Following a week delay, the European Securities and Markets Authority (ESMA) issued an opinion recommending that Guernsey and Jersey be awarded pan-EU marketing passports awarded to managers authorized under the Alternative Investment Fund Managers Directive (AIFMD). The regulator also recommended that Switzerland be awarded the same status should it pass proposed legislative changes that will bring it into line with the directive.
ESMA reviewed the regulatory regimes of six countries (Guernsey, Jersey, Singapore, Hong Kong, Switzerland and the US) to determine what non-EU managers should be extended the passport. While Switzerland and the Channel Islands – who have built regulatory regimes and fund vehicles modelled after the directive – where given the blessing by ESMA, the US, Singapore and Hong Kong, three major private fund domiciles, still await ESMA’s opinion. GPs based in those countries will need to continue using individual sovereigns’ private placement regimes until EU policymakers make a decision – which the directive requires by 2018.
In relation to its assessment of the US, ESMA made a significant statement about how granting the passport to US managers would cement an uneven playing field for EU managers seeking to market their vehicles in the United States, Owen Lysak, a senior associate at law firm Clifford Chance, told PDI.
The advice goes through the access hurdles currently in place for EU managers wishing to market their products in the US before concluding; “… the decision to extend the AIFMD passport to the US should be delayed until better conditions of market access are granted by the US Authorities to EU AIFMs/AIFs…”.
A similar tit-for-tat argument about uneven market access has dragged on between EU and US regulators in the over the counter derivatives market for several years, noted Lysak, who believes that the US could face a long haul to get AIFMD passport approval.
That divides the applicants for AIFMD passports into two tiers, said Lysak. Jurisdictions like the Cayman Islands already moving to implement their own AIFMD-like regimes in order to qualify for the passport, could be on a fast-track to approval, while larger hubs such as the US will fall behind as the regulators wrangle over equality of access.
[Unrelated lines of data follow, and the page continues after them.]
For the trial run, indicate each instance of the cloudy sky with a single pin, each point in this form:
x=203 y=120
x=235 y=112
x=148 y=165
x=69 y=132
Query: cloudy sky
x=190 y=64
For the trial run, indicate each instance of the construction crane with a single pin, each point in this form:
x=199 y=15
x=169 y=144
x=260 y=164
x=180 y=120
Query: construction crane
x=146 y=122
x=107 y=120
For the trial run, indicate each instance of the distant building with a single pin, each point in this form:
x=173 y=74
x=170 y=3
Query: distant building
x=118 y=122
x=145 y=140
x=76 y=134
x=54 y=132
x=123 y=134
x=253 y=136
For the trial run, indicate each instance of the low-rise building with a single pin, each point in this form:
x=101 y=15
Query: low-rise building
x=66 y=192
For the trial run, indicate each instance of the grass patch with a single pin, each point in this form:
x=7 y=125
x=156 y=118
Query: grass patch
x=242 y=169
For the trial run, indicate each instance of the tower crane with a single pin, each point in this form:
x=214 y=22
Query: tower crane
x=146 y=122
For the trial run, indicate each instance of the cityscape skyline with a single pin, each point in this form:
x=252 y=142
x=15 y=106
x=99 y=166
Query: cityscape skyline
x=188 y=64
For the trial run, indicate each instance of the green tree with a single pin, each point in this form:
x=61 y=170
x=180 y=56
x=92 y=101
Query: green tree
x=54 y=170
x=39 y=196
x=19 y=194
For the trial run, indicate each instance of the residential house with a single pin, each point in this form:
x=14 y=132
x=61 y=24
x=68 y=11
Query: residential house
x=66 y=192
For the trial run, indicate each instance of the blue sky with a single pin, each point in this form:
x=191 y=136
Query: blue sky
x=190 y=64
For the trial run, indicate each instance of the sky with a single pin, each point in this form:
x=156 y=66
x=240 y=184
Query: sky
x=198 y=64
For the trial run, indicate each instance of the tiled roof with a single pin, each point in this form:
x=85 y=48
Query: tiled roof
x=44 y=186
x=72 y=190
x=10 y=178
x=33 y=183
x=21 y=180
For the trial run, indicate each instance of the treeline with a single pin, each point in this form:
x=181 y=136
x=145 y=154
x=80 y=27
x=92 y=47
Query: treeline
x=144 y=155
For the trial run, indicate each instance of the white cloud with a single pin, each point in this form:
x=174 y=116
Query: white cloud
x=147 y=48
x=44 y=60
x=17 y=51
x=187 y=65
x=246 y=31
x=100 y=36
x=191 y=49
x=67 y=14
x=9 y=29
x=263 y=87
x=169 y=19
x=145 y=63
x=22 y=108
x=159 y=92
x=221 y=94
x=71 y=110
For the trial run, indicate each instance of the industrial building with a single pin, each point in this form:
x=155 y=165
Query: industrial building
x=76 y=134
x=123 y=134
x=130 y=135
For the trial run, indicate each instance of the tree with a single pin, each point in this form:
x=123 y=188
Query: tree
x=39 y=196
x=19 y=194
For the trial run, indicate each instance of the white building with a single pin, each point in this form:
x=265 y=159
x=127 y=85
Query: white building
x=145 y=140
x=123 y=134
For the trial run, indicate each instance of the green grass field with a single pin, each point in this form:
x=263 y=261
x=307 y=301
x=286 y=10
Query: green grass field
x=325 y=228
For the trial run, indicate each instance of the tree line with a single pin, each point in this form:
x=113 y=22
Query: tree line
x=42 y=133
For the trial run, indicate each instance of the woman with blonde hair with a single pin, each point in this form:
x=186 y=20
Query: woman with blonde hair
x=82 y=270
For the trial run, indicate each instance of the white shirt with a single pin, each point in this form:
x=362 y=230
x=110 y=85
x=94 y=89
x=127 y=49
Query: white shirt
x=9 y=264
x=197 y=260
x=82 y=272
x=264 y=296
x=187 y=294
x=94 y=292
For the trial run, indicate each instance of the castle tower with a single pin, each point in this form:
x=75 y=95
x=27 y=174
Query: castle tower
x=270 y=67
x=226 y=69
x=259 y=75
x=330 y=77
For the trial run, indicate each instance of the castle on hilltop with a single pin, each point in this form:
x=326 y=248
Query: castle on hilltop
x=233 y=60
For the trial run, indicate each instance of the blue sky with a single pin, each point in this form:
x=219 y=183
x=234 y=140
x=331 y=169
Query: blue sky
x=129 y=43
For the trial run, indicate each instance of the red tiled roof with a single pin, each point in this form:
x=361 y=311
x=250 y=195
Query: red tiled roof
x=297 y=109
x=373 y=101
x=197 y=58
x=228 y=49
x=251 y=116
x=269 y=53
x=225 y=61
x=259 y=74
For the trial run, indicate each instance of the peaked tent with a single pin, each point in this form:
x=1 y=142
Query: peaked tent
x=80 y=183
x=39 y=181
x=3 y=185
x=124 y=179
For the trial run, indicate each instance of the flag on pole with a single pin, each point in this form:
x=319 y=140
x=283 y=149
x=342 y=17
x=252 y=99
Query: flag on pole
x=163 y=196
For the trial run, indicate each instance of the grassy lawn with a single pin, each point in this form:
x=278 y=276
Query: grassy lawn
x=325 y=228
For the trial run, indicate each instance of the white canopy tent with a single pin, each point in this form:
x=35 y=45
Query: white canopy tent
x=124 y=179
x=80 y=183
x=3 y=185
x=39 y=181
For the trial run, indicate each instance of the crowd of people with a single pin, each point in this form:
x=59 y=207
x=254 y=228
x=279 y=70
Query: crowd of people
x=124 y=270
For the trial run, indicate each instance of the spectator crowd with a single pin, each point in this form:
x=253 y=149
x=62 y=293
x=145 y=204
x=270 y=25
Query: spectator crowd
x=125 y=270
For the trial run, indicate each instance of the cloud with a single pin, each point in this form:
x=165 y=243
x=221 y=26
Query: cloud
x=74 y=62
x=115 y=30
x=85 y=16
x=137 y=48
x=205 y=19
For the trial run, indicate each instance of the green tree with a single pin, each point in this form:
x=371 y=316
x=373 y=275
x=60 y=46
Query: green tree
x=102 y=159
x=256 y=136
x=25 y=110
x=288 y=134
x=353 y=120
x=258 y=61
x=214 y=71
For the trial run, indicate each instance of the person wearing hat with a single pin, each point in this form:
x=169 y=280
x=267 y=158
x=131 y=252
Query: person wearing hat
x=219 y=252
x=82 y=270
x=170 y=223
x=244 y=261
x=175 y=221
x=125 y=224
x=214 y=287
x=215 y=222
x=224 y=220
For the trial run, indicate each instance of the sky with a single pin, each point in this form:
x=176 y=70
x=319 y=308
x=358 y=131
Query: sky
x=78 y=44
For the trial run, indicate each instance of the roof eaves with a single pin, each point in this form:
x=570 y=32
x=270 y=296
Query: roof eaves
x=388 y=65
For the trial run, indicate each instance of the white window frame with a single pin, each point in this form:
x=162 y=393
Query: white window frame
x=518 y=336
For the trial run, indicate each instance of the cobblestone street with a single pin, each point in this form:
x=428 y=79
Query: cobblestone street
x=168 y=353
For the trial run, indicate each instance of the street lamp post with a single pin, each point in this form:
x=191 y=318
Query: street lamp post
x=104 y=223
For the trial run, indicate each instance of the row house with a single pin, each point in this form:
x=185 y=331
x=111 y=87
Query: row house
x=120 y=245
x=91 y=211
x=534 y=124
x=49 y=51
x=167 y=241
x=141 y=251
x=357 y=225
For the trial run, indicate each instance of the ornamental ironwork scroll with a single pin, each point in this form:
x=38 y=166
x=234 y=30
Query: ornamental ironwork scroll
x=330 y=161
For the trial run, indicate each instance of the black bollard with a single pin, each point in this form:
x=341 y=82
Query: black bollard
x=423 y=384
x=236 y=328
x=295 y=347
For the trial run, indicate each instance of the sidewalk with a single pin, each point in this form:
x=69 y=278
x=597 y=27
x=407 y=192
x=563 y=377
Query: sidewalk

Jersey and Guernsey were ahead of the pack with suitable AIFMD-like structures in place in time, he added.
Also significant, said Lysak, were the figures on non-EU AIFs active in Europe. The breakdown has not been published before and the figures demonstrated that the number of Cayman Islands- and US-based funds marketed in Europe far outstripped other jurisdictions. In the final quarter of 2014, 587 Cayman Islands alternative investment funds were marketing in Europe (under article 42 – others were also marketed under article 36). The equivalent number for the US was 236, almost double the next largest jurisdiction which was Guernsey at 121.
The European Commission (EC) now has three months to consider the ESMA advice and opinion before deciding whether to activate the passport provision in the AIFMD. The ESMA announcement noted that; “… the institutions may wish to consider waiting until ESMA has delivered positive advice on a sufficient number of non-EU countries, before introducing the passport in order to avoid any adverse market impact that a decision to extend the passport to only a few non-EU countries might have… ”.
The regulator said it would continue its assessments of Hong Kong, Singapore and the US as quickly as practicably possible but did not give an indicative date as to when this examination may be completed.
In terms of how the passport will work, ESMA said the delay of AIFMD meant it was still too early for a full assessment but noted that it has already identified several issues including different interpretation of the marketing rules among European member states. The body recommended greater convergence in the definition of terms.